Monday, August 31, 2009

Stroger, Brown, Davis and Preckwinkle bring huge interest to Cook County Board race

Stroger, Brown, Davis and Preckwinkle bring huge interest to Cook County Board race
BY LAURA WASHINGTON
Copyright by The Chicago Sun-Times
August 31, 2009
http://www.suntimes.com/news/washington/1743774,CST-EDT-laura31.article


It was standing-room only Thursday night at Malcolm X College, where four candidates for Cook County Board president faced off in a rambunctious and heated debate. More than 400 people showed up for the forum. The audience was overwhelmingly African American. It has been a long time since I've seen a black crowd this worked up about a local race. Believe me -- they care about this one.
Cook County Board President Todd Stroger won a standing ovation from dozens in the crowd when he was introduced by moderator and WVON-AM host Cliff Kelley. The Stroger loyalists were vociferous and plentiful. No revelation there, as the county workers who live in Stroger's 8th Ward probably could fill that auditorium.

Despite rumors that Stroger is wavering on his re-election bid, his appearance was feisty, confident and in it to win it.

His challengers in the Democratic primary, Dorothy Brown, clerk of the Cook County Circuit Court; U.S. Rep. Danny K. Davis, and Ald. Toni Preckwinkle (4th), gave Stroger a rough ride. They hammered him on management stumbles, cutbacks at Stroger Hospital and his tax increase. Stroger shot back that he has balanced three county budgets and protected vital services for the poor.

(According to forum sponsor WVON, Metropolitan Water Reclamation District President Terrence O'Brien, the only white candidate in the race, could not attend "due to a prior engagement.")

Dorothy "the Pearl Lady" Brown was uncharacteristically strident. In her opening remarks, she came out swinging. "We don't need people that need training wheels to be in this job," she jabbed.

Brown touted her management experience and alphabet resume -- JD, MBA and CPA, arguing "we need new ideas, not new taxes."

She also bragged, "I have not accepted a pay raise in the nine years since I've been in this office." A sign of her civic dedication, no doubt. Of course, she wouldn't need a raise, because for years she accepted cash "gifts" from her employees, a practice she finally ended after she was called out on it in June.

The tensions between Brown and Davis, who sat side by side on the dais, were palpable. I'm not sure why, but there's no love there. Davis, the seven-term congressman, former alderman and Cook County commissioner, pitched himself as the elder statesman and political bigfoot in the race.

Davis, whose stentorian skills are considerable, intoned that "our county, not just our county government . . . could very well be in a state of crisis." He has won more than 80 percent of the vote "every time I run," he proclaimed.

His booming elocution, however, couldn't cover for his lame response to a festering question about his campaign. Davis is circulating two sets of petitions for the 2010 ballot: one for the county job and one for his current seat. When asked why, he obfuscated.

Davis is a respected veteran legislator and grass-roots advocate for the disadvantaged. But his petition shenanigans are a transparent, Chicago-style maneuver to game the system. It's beneath him.

Preckwinkle, meanwhile, flunked a key political test.
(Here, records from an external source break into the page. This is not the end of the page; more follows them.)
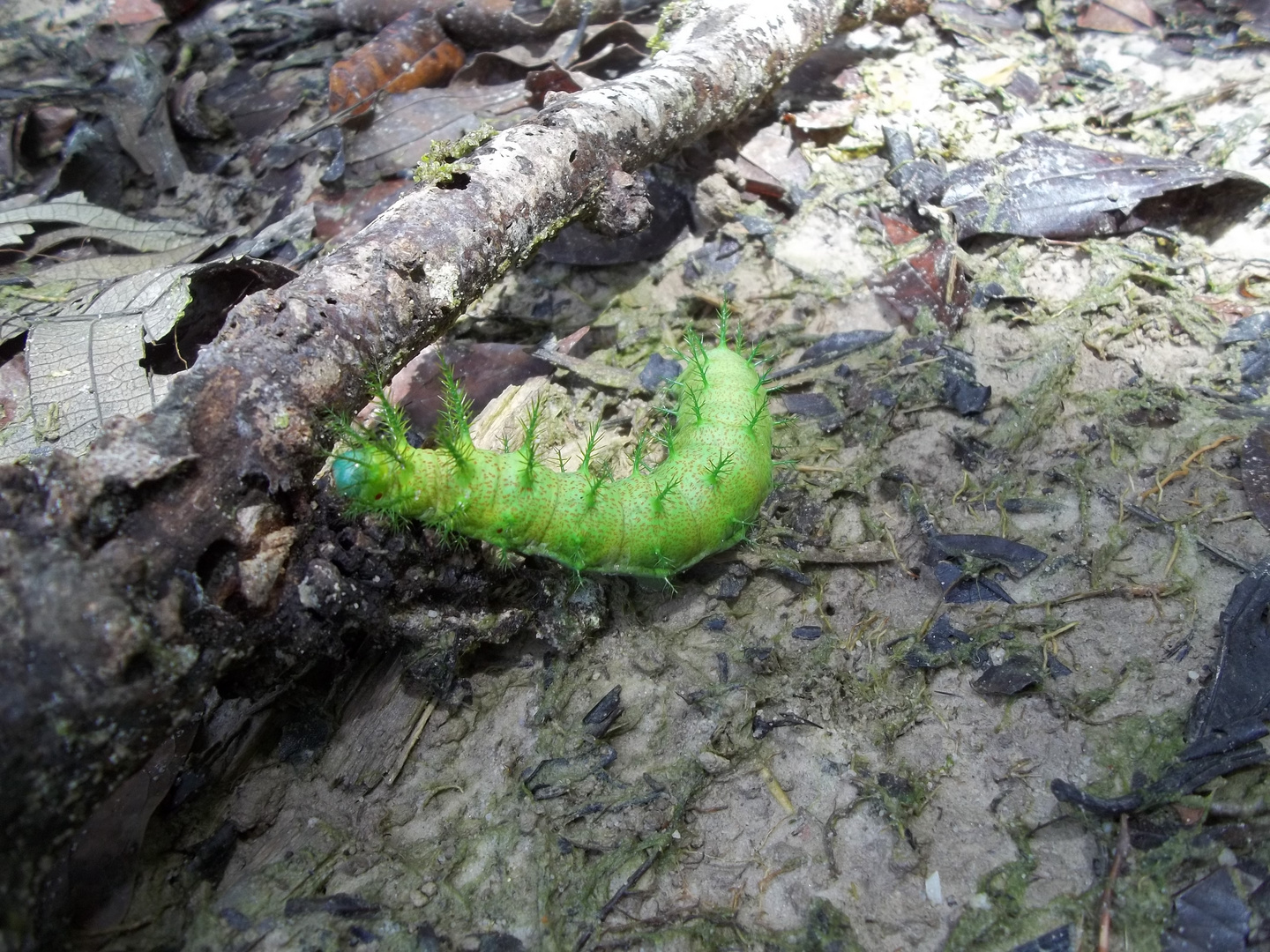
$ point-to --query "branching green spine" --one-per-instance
(700, 501)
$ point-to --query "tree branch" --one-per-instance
(111, 632)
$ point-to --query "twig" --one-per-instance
(409, 746)
(1122, 850)
(1149, 517)
(1184, 470)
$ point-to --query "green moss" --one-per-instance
(439, 164)
(672, 16)
(1036, 409)
(1136, 747)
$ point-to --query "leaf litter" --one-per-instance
(1062, 417)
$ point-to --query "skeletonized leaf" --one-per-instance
(89, 361)
(113, 267)
(77, 210)
(14, 234)
(156, 238)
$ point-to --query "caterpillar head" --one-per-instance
(367, 476)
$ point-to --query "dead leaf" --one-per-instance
(930, 280)
(978, 25)
(138, 111)
(492, 25)
(407, 54)
(776, 158)
(1117, 17)
(254, 107)
(1048, 188)
(337, 219)
(608, 48)
(103, 353)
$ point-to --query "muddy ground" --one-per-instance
(893, 805)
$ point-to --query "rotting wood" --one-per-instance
(109, 641)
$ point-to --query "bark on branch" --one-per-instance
(111, 637)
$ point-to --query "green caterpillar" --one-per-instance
(716, 473)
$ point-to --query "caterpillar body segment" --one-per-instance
(698, 502)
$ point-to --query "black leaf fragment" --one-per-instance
(340, 904)
(832, 348)
(761, 726)
(1016, 557)
(1241, 691)
(1056, 941)
(1211, 917)
(660, 369)
(961, 589)
(601, 718)
(940, 640)
(1016, 673)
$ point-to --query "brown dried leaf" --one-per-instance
(932, 279)
(409, 54)
(1117, 17)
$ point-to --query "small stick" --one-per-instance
(619, 896)
(1184, 470)
(1122, 850)
(415, 739)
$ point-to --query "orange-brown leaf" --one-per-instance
(410, 52)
She didn't bring her posse. Every other candidate had a partisan cheering section, waving signs, sporting campaign T-shirts, shouting "four more years" or "time for a change." The Hyde Park alderman's cogent, wonky raps were greeted with a smattering of polite applause.

The wide-ranging forum covered many burning issues: taxes, conditions at Stroger Hospital, clinic closings and jail overcrowding. The evening's hottest topic was a question about the decriminalization of marijuana, centering on a new county ordinance that allows people caught in possession of less than 10 grams of marijuana to be ticketed rather than jailed. The law applies only to unincorporated Cook County.

To raucous cheers and giggles, all four candidates endorsed the measure.

Heh-heh. This campaign could put a new spin on the phrase "smoke-filled room."

Laura Washington blogs at TheWashingtonReport.org.